Investors, Companies Capitalize on AI-Parsed Financial Filings

Investors, Companies Capitalize on AI-Parsed Financial Filings

Investors, Companies Capitalize on AI-Parsed Financial Filings

https://news.bloomberglaw.com/artificial-intelligence/investors-companies-capitalize-on-ai-parsed-financial-filings

Publish Date: 2026-05-26 05:00:00

Source Domain: news.bloomberglaw.com

AI models are helping investors speed up analysis of lengthy corporate filings while savvy companies are exploiting the weaknesses of the new tools.

Investors are using artificial intelligence models to speed up research, easing the laborious process of comparing documents across years to find changes in information. Some companies, meanwhile, are drafting their filings in a way that AI models would be more likely to miss or downplay information that executives don’t want to highlight.

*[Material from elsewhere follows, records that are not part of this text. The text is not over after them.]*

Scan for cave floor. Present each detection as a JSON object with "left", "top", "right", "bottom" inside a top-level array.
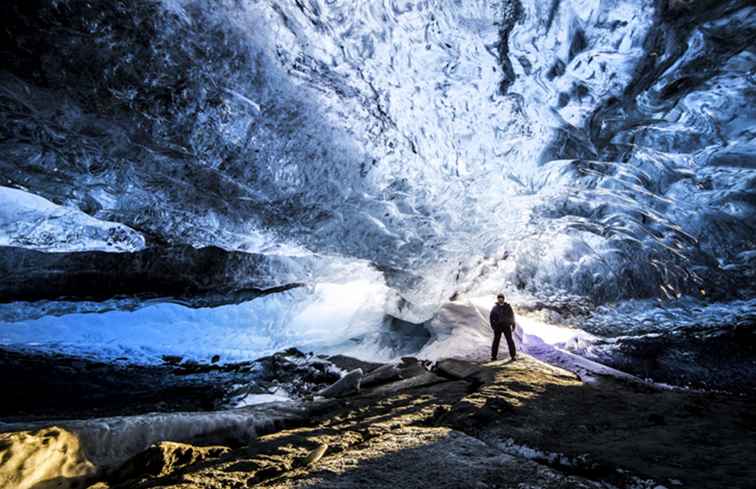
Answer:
[{"left": 103, "top": 356, "right": 756, "bottom": 489}]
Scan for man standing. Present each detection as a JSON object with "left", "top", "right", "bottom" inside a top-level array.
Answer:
[{"left": 489, "top": 294, "right": 517, "bottom": 361}]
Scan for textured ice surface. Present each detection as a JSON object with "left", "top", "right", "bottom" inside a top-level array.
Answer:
[
  {"left": 0, "top": 403, "right": 302, "bottom": 470},
  {"left": 0, "top": 269, "right": 394, "bottom": 363},
  {"left": 0, "top": 0, "right": 756, "bottom": 358},
  {"left": 0, "top": 187, "right": 144, "bottom": 251}
]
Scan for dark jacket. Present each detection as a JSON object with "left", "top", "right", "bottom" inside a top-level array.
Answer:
[{"left": 489, "top": 302, "right": 514, "bottom": 329}]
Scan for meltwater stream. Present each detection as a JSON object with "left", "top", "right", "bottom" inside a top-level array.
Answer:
[{"left": 0, "top": 0, "right": 756, "bottom": 382}]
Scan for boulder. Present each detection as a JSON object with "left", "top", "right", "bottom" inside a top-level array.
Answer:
[
  {"left": 371, "top": 371, "right": 447, "bottom": 394},
  {"left": 0, "top": 427, "right": 96, "bottom": 489},
  {"left": 434, "top": 358, "right": 481, "bottom": 380},
  {"left": 113, "top": 441, "right": 231, "bottom": 481},
  {"left": 317, "top": 368, "right": 363, "bottom": 397},
  {"left": 325, "top": 355, "right": 382, "bottom": 373},
  {"left": 360, "top": 363, "right": 400, "bottom": 387}
]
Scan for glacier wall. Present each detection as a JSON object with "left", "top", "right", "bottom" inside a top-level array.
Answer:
[{"left": 0, "top": 0, "right": 756, "bottom": 358}]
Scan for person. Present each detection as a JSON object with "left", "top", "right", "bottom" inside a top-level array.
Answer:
[{"left": 489, "top": 294, "right": 517, "bottom": 362}]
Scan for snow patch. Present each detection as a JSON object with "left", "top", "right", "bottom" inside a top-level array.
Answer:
[{"left": 0, "top": 187, "right": 145, "bottom": 252}]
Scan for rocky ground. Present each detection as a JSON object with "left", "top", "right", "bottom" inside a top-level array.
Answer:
[{"left": 0, "top": 350, "right": 756, "bottom": 489}]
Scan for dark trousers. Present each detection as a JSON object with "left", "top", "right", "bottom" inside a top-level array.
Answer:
[{"left": 491, "top": 326, "right": 517, "bottom": 361}]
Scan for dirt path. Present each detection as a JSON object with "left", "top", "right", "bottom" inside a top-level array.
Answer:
[{"left": 90, "top": 357, "right": 756, "bottom": 489}]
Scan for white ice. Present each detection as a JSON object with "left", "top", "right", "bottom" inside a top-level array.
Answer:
[
  {"left": 0, "top": 266, "right": 398, "bottom": 364},
  {"left": 0, "top": 187, "right": 144, "bottom": 252}
]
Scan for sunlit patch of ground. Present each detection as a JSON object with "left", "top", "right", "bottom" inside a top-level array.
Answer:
[{"left": 44, "top": 356, "right": 756, "bottom": 488}]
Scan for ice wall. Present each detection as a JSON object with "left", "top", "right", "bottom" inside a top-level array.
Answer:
[{"left": 0, "top": 0, "right": 756, "bottom": 348}]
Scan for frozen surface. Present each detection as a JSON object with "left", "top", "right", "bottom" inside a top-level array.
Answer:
[
  {"left": 0, "top": 187, "right": 144, "bottom": 252},
  {"left": 0, "top": 0, "right": 756, "bottom": 359},
  {"left": 0, "top": 264, "right": 393, "bottom": 363},
  {"left": 0, "top": 403, "right": 302, "bottom": 469}
]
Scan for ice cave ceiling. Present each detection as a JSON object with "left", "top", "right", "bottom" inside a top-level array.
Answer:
[{"left": 0, "top": 0, "right": 756, "bottom": 358}]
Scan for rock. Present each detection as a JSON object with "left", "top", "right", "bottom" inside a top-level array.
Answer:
[
  {"left": 434, "top": 358, "right": 488, "bottom": 380},
  {"left": 371, "top": 372, "right": 446, "bottom": 394},
  {"left": 318, "top": 368, "right": 362, "bottom": 397},
  {"left": 113, "top": 441, "right": 231, "bottom": 481},
  {"left": 160, "top": 355, "right": 184, "bottom": 365},
  {"left": 0, "top": 427, "right": 96, "bottom": 489},
  {"left": 305, "top": 443, "right": 328, "bottom": 465},
  {"left": 326, "top": 355, "right": 383, "bottom": 373},
  {"left": 360, "top": 363, "right": 400, "bottom": 387}
]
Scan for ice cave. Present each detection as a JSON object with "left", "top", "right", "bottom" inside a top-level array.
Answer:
[{"left": 0, "top": 0, "right": 756, "bottom": 489}]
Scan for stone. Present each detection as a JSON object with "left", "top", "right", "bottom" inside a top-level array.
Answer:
[
  {"left": 326, "top": 355, "right": 383, "bottom": 373},
  {"left": 360, "top": 363, "right": 400, "bottom": 387},
  {"left": 0, "top": 427, "right": 96, "bottom": 489},
  {"left": 305, "top": 443, "right": 328, "bottom": 465},
  {"left": 434, "top": 358, "right": 481, "bottom": 380},
  {"left": 370, "top": 371, "right": 446, "bottom": 394},
  {"left": 113, "top": 441, "right": 231, "bottom": 481},
  {"left": 317, "top": 368, "right": 363, "bottom": 397}
]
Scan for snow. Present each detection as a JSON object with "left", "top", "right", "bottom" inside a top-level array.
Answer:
[
  {"left": 0, "top": 403, "right": 302, "bottom": 469},
  {"left": 0, "top": 266, "right": 392, "bottom": 364},
  {"left": 0, "top": 187, "right": 145, "bottom": 252}
]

The Securities and Exchange Commission under the Trump administration has contended that required corporate filings such as annual financial reports can be far too long with details that are insignificant to investors. Chairman Paul Atkins is mulling curtailing executive compensation and risk factor disclosures.

Investors are using tools like OpenAI’s ChatGPT or Anthropic’s Claude Opus; some are also using specialized AI tools for financial analysis.

Information previously could be buried deep in a corporate document, making it opaque, said Wesley Gray, CEO of Alpha Architect, an asset management firm. “But now everyone has a supercomputer.”

Regardless of how AI is used by investors, SEC officials say shortened disclosures can serve a broader purpose: giving companies incentives to go public and stay in the market amid a decades-long slump in the number of public businesses.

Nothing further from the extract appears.